Thorong La, at 5416m, is the highest point in the Annapurna Circuit and one of the steepest passes in the world. If you want to get round the circuit, you go over Thorong La or go home.
The night before the ascent, we stayed at Thorong Phedi, a.k.a Thorong Base Camp, at 4500m. It’s a single guesthouse, the only place to stay before you make the ascent unless you choose Thorong High Camp, at 4800m. Thus, even this early in the trekking season, it’s stuffed to the gills. We spent the evening before the climb huddled in the dining room, awkwardly shoulder to shoulder in our puffy coats and hats, playing cards, reading, under the dim swinging lights. A fierce wind blows through the pass which increases in intensity throughout the morning, such that by 11am the pass is dangerous or impassable. All ascents, therefore, start at 4:30am. It’s worth noting also that both Thorong Phedi and Yak Kharka, the stop before it, are remote spots consisting only of a few lodges for climbers and with no running water. All supplies have to be delivered over the pass using the latest in mountain technology: mules. Another consequence of this is that when we began the ascent, none of us had showered in two days. (I did say trekking wasn’t sexy.)
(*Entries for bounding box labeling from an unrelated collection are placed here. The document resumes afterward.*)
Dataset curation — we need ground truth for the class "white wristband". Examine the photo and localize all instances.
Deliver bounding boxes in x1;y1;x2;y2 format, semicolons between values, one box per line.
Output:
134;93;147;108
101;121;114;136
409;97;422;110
We ate porridge at 4am, nervously. It’s no exaggeration to say that Thorong La day hangs over the Annapurna trekker for the entire first half of the circuit. The climb begins with a steep 300m section up to Thorong High Camp, and strings of tiny lights from other trekkers precede you up the hill. But there was one immediate benefit of being forced to get up at 3:30am; it was a clear night, and the sky was full of sharp and brilliant stars framed in the bowl of the mountains. As we climbed, the moon rose above them until we barely needed our head torches. We made it to High Camp in a brilliant, frosty dawn of barren but beautiful peaks.
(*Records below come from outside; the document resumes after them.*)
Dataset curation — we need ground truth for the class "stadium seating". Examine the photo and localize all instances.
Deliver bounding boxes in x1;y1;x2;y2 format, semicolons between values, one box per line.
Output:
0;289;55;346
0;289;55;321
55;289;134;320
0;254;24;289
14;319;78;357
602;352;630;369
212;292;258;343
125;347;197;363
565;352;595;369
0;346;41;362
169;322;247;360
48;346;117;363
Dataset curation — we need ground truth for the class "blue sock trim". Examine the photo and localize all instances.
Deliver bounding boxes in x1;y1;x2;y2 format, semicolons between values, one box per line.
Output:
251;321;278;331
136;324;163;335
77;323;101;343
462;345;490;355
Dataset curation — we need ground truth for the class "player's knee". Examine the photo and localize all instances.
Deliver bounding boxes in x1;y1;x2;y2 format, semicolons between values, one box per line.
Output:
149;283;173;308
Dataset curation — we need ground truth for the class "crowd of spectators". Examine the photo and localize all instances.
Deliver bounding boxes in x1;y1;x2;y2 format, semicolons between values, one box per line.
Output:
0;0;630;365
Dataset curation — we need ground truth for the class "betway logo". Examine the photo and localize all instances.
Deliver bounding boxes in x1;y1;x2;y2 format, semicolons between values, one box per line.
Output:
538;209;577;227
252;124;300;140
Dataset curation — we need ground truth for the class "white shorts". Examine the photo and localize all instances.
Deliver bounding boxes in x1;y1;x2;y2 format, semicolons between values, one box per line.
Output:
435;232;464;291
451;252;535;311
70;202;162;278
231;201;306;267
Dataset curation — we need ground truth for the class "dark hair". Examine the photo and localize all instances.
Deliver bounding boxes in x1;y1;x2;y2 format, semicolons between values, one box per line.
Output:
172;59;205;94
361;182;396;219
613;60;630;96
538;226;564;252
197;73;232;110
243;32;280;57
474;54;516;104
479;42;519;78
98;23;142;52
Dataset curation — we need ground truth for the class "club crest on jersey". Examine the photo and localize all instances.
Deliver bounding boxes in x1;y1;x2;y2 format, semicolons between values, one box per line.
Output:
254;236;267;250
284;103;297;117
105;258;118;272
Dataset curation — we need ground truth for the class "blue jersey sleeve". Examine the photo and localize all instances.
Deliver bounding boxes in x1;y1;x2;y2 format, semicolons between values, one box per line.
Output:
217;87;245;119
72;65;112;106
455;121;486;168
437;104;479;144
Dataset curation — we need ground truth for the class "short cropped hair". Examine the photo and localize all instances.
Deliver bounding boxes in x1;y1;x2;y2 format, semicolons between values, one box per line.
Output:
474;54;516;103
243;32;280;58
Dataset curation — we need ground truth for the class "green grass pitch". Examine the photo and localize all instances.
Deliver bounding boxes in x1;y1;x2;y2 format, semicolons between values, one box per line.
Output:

By this point, we had all become minor experts in the symptoms of altitude sickness. These include: dizziness, headaches, nausea, loss of appetite, hallucinations, breathlessness, muscle weakness, tingling fingers, increased flatulence, and the constant need to pee. (Trekking: sexy.) It’s still not completely understood, and being young and fit is no barrier to getting it; in fact, young people suffer it so much more frequently that being under 50 is considered a risk factor. I had been doing pretty well at altitude up until this point; getting a little lightheaded on ascents to new heights, but generally settling quickly overnight. I felt fine at 4500m, and at 4800m. At five kilometres above sea level, eating my cereal bar and drinking my hot lemon, I felt fantastic. In the last twenty minutes of the climb, the altitude came down on me like the hand of God. An iron band developed around my head; my stomach churned. Loz became so dizzy he could barely walk in a straight line. At least one other of our trekking party vomited. But we made it.
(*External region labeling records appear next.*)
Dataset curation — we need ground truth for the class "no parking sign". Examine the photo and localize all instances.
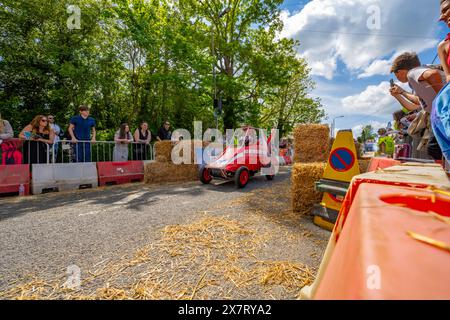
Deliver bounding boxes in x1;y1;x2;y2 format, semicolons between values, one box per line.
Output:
330;148;355;172
323;130;360;183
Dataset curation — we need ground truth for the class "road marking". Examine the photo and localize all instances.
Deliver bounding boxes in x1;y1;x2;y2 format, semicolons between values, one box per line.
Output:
112;192;146;205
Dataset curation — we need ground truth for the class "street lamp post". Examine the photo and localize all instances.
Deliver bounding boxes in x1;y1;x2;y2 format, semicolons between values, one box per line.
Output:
211;8;230;129
331;116;344;138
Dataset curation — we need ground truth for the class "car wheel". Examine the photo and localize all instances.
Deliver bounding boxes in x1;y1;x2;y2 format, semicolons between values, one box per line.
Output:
234;167;250;188
200;167;212;184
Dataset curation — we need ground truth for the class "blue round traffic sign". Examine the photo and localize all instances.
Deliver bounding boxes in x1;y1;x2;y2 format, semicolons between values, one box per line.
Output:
330;148;355;172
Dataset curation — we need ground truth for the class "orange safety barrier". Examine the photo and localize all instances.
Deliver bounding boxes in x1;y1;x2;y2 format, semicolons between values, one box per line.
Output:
334;163;449;241
97;161;144;186
0;164;30;195
367;158;401;172
313;183;450;300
We spent fifteen largely miserable minutes at the summit, being photographed with the sign and exchanging congratulatory hugs, but I was experiencing an intense desire to begin descending. Mercifully, the path down into the Mustang valley is steep, and as we lost height, the symptoms eased off, although they lingered in minor form for the rest of the day. Sadly, the Mustang side clouded over quickly, depriving us of the views of the peaks that had kept us going. All in all, we climbed just over 900m to achieve the pass in five hours, then dropped 1700m in the next five, pushing doggedly on towards the chance to lie down. We stumbled into Muktinath village at 2:30pm, after ten hours; exhausted, queasy, but victorious.